33 Selon cette jurisprudence, en présence d'une disposition comportant une discrimination à l'égard des femmes, les membres du groupe défavorisé doivent être traités de la même façon et se voir appliquer le même régime que les autres travailleurs, régime qui, à défaut de l'exécution correcte de l'article 119 du traité en droit national, reste le seul système de référence valable (voir, à cet égard, arrêts du 1er juillet 1993, Van Cant, C-154/92, Rec. p. I-3811, point 20; du 7 février 1991, Nimz, C-184/89, Rec. p. I-297, point 18; du 27 juin 1990, Kowalska, C-33/89, Rec. p. I-2591, point 20, et du 24 mars 1987, McDermott et Cotter, 286/85, Rec. p. 1453, point 19).
34 Il y a lieu de rappeler que, ainsi qu'il ressort du point 11 du présent arrêt, les activités de médecin spécialiste exercées en l'espèce par l'intéressée tant dans le service public de l'État membre de départ que dans celui de l'État membre d'accueil doivent être considérées comme comparables.
35 Dans ces conditions, il suffit de répondre à la seconde question qu'une clause d'une convention collective qui comporte une discrimination contraire à l'article 48 du traité et à l'article 7, paragraphe 1, du règlement n° 1612/68 est, en vertu de l'article 7, paragraphe 4, du même règlement, nulle de plein droit.
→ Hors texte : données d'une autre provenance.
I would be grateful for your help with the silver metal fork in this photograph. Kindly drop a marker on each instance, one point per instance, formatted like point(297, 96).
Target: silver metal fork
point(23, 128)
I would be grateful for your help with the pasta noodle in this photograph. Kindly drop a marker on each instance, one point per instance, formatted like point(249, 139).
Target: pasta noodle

Le juge national est alors tenu, sans demander ou attendre l'élimination préalable de cette clause par la négociation collective ou par tout autre procédé, d'appliquer aux membres du groupe défavorisé par cette discrimination le même régime que celui dont bénéficient les autres travailleurs.
Sur les dépens
36 Les frais exposés par les gouvernements allemand, espagnol et français, ainsi que par la Commission des Communautés européennes, qui ont soumis des observations à la Cour, ne peuvent faire l'objet d'un remboursement. La procédure revêtant, à l'égard des parties au principal, le caractère d'un incident soulevé devant la juridiction nationale, il appartient à celle-ci de statuer sur les dépens.
Par ces motifs,
LA COUR,
statuant sur les questions à elle soumises par l'Arbeitsgericht Hamburg, par ordonnance du 1er décembre 1995, dit pour droit:
37 L'article 48 du traité CE et l'article 7, paragraphes 1 et 4, du règlement (CEE) n° 1612/68 du Conseil, du 15 octobre 1968, relatif à la libre circulation des travailleurs à l'intérieur de la Communauté, s'opposent à une clause d'une convention collective applicable au service public d'un État membre qui prévoit, pour les employés de ce service public, un avancement à l'ancienneté après huit années de travail dans une catégorie de rémunérations déterminée par cette convention, sans tenir compte des périodes d'emploi, dans un domaine d'activité comparable, accomplies antérieurement dans le service public d'un autre État membre.
38 Une clause d'une convention collective qui comporte une discrimination contraire à l'article 48 du traité et à l'article 7, paragraphe 1, du règlement n° 1612/68 est, en vertu de l'article 7, paragraphe 4, du même règlement, nulle de plein droit. Le juge national est alors tenu, sans demander ou attendre l'élimination préalable de cette clause par la négociation collective ou par tout autre procédé, d'appliquer aux membres du groupe défavorisé par cette discrimination le même régime que celui dont bénéficient les autres travailleurs.